Triangle Processor

Michael Frank Deering: Hardware: Triangle Processor

Motivation

The whole point of real-time 3D shaded computer graphics is to render interesting scenes in real-time. For complex CAD data bases in the mid nineteen eighties the depth complexity (average number of layers of surfaces covering each pixel) was 5 to 8; for immersive scenes the complexity was 3 to 5. For megapixel and larger displays, this dictates minimum fill rates. Example 1 million pixels display, depth complexity of 5, frame update rate of 20 Hz: 5*20*1M = 100 million pixel updates per second. Existing shipping shaded graphics hardware (all based on the traditional read-modify-write Z-buffer) at that time was nearly two orders of magnitude slower.

Solution to Fill Bottleneck

While the depth complexity was high, the total number of triangles wasn’t: the average triangle was fairly large (50 to 200 pixels in size).
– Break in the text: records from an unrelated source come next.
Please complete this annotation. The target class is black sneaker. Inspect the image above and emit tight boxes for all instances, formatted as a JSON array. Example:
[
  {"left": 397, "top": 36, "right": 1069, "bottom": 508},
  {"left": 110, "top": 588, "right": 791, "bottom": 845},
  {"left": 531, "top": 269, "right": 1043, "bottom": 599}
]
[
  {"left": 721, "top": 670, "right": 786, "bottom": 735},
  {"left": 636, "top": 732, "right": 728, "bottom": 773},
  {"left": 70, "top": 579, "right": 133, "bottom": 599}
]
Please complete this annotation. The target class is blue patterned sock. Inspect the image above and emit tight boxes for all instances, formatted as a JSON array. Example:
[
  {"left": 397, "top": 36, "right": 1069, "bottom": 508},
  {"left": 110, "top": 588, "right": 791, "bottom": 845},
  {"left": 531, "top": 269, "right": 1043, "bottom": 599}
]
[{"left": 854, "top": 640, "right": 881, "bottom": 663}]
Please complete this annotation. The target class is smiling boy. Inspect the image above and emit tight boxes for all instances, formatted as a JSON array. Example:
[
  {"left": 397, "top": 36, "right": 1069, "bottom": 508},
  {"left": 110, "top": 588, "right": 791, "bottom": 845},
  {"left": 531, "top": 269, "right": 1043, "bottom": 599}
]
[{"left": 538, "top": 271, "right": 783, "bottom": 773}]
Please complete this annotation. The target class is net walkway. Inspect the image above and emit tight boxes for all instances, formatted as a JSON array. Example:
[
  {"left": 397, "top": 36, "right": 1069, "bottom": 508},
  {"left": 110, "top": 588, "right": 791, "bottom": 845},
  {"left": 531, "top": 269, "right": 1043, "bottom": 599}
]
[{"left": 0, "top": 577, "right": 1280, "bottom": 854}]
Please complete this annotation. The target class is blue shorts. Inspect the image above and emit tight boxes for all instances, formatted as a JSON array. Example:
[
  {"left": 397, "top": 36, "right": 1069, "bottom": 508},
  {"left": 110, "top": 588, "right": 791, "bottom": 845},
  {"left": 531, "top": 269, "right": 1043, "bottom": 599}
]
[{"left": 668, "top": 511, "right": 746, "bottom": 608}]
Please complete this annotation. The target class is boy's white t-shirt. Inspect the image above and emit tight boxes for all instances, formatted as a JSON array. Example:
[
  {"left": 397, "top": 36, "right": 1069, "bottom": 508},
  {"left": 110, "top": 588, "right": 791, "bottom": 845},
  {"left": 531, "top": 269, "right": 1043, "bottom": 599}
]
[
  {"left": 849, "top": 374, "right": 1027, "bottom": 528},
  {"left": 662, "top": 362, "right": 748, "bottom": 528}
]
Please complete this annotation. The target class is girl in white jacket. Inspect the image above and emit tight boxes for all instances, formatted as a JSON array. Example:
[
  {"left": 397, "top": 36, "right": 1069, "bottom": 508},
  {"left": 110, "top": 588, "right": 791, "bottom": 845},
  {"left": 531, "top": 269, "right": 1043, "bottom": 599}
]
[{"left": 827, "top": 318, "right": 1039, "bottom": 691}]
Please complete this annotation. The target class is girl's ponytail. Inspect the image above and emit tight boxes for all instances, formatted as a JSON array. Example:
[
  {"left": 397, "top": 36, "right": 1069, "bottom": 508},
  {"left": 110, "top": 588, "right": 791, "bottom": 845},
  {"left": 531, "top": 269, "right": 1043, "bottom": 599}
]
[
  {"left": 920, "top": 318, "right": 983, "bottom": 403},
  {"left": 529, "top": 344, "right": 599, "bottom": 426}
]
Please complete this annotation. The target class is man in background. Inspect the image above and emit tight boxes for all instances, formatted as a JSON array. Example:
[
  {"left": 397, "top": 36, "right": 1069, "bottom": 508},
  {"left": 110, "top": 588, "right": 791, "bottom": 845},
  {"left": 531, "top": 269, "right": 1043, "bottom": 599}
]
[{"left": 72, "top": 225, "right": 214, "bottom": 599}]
Software renderers from the nineteen seventies, where their wasn’t enough room for keeping the entire frame buffer in memory, used scan-line rendering techniques where only the triangles active for the current scan line being rendered were kept on an active rendering list. I took this (fairly common software) idea and inverted it into hardware. Rather than rendering each triangle into a frame buffer, I passed the frame buffer, on scan line at a time, pass the triangles. A “triangle processor” was a piece of hardware that contained all the screen area coverage and interpolated parameter values (normal, color, material, etc) for a triangle. As sequential pixels from the current scan line can flowing through the triangle processor, the processor would determine if this particular pixel was within the screen boundaries of its current triangle. If it is, it would compare the interpolated z value of the triangle at that pixel with the z value of the pixel flowing through. If the triangle’s pixel value was closer, it would replace the incoming pixel’s values with the triangle’s interpolated pixel’s value. A serial pipeline of such triangle processors (several to a chip, multiple chips run together) would allow several thousand triangles to be active on each scan line. Because most triangles are only active one to a few dozen scan lines, a single triangle processor could have many different triangles (non overlapping in screen y) sequentially loaded into it. The system did require all the scene’s triangles to be sorted by their uppermost screen y coordinate, and cached until rendered. Because the video pixels flow through at video pixel rates, and dozens of triangles can overlap at the same pixel, the potential fill rate was very high.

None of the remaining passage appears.